On aimerait penser à autre chose. A la coupe du Monde de football qui débute au Qatar, aux fêtes de Noel qui approchent, à la crise qui s’installe, et même aux échauffourées politiques dérisoires qui animent parfois pathétiquement notre Assemblée nationale et paraissent bien insignifiantes au regard des enjeux de fond et de l’avenir de notre pays.
Caroline Galactéros |
Que faire pour
conduire le président Ukrainien à rompre avec son jusqu’auboutisme suicidaire ?

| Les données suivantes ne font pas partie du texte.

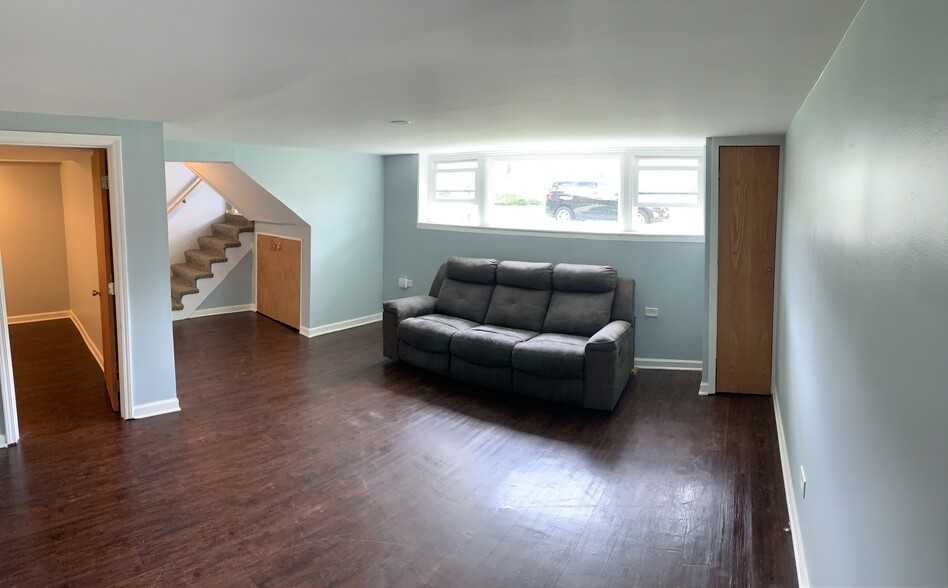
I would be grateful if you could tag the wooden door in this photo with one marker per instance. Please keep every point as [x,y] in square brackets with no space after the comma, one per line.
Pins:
[103,243]
[747,229]
[278,278]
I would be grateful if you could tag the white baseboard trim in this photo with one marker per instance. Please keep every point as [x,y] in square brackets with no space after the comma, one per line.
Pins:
[341,325]
[223,310]
[143,411]
[802,573]
[649,363]
[40,316]
[85,337]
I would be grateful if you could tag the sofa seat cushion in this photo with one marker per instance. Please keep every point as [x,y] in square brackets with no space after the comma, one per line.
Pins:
[488,345]
[551,355]
[432,332]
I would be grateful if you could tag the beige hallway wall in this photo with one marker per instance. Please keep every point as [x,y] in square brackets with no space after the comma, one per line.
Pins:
[83,269]
[32,239]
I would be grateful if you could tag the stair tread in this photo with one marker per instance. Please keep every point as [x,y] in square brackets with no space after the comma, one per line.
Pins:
[211,249]
[190,271]
[215,239]
[204,256]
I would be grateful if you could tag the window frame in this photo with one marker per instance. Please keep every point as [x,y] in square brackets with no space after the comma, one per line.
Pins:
[628,185]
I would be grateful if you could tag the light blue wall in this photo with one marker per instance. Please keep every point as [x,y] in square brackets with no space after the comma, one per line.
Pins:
[339,194]
[668,275]
[862,370]
[152,355]
[236,289]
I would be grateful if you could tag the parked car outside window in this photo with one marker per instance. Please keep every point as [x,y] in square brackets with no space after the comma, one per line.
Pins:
[590,200]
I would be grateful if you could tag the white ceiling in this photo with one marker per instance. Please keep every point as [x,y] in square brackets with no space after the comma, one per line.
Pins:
[467,73]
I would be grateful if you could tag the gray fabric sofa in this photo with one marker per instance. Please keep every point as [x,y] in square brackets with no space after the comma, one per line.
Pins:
[564,333]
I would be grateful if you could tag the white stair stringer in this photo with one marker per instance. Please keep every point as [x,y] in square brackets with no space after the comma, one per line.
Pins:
[221,269]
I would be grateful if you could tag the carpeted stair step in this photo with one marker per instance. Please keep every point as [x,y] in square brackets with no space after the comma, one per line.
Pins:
[216,244]
[246,226]
[203,258]
[212,249]
[178,289]
[226,231]
[190,273]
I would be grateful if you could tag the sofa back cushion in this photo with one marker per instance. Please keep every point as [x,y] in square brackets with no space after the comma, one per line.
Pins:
[467,288]
[522,295]
[582,299]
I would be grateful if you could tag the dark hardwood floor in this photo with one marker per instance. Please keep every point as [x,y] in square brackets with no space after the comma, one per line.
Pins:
[317,462]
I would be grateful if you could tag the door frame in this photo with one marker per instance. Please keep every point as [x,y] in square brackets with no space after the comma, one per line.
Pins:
[255,249]
[711,181]
[113,146]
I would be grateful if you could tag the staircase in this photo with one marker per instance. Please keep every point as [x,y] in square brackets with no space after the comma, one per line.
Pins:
[212,249]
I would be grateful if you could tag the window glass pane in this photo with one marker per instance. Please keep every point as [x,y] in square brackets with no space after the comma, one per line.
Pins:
[455,181]
[665,220]
[450,165]
[659,181]
[668,162]
[554,193]
[453,213]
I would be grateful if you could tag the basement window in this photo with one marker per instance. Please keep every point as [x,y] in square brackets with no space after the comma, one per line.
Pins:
[656,192]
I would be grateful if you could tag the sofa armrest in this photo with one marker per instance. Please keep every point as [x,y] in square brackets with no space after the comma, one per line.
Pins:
[609,359]
[394,312]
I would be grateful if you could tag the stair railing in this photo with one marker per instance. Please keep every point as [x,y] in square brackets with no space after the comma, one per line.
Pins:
[184,194]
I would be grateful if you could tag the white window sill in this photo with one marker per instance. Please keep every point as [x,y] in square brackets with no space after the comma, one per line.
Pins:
[565,234]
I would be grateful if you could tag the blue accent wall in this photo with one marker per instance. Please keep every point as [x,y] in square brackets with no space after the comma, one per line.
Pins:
[668,275]
[861,370]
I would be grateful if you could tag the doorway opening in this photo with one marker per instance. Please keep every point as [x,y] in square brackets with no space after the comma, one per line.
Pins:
[80,278]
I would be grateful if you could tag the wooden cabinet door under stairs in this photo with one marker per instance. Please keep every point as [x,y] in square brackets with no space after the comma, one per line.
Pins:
[278,278]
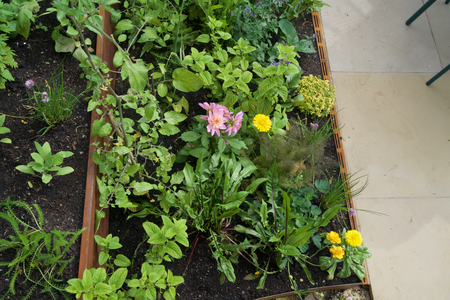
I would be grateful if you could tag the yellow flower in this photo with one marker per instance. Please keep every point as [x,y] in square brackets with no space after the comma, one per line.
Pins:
[262,122]
[338,252]
[334,237]
[353,238]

Les courants ultranationalistes qui l’environnent, le terrifient sans doute et
le contrôlent ainsi que ses forces armées, le placent face à un tragique
dilemme de style « loose-loose » : Négocier un compromis territorial avec Moscou,
donc consentir peu ou prou à une partition du territoire ukrainien, comme
l’enjoignent désormais à mi mots de le faire Américains et Britanniques ?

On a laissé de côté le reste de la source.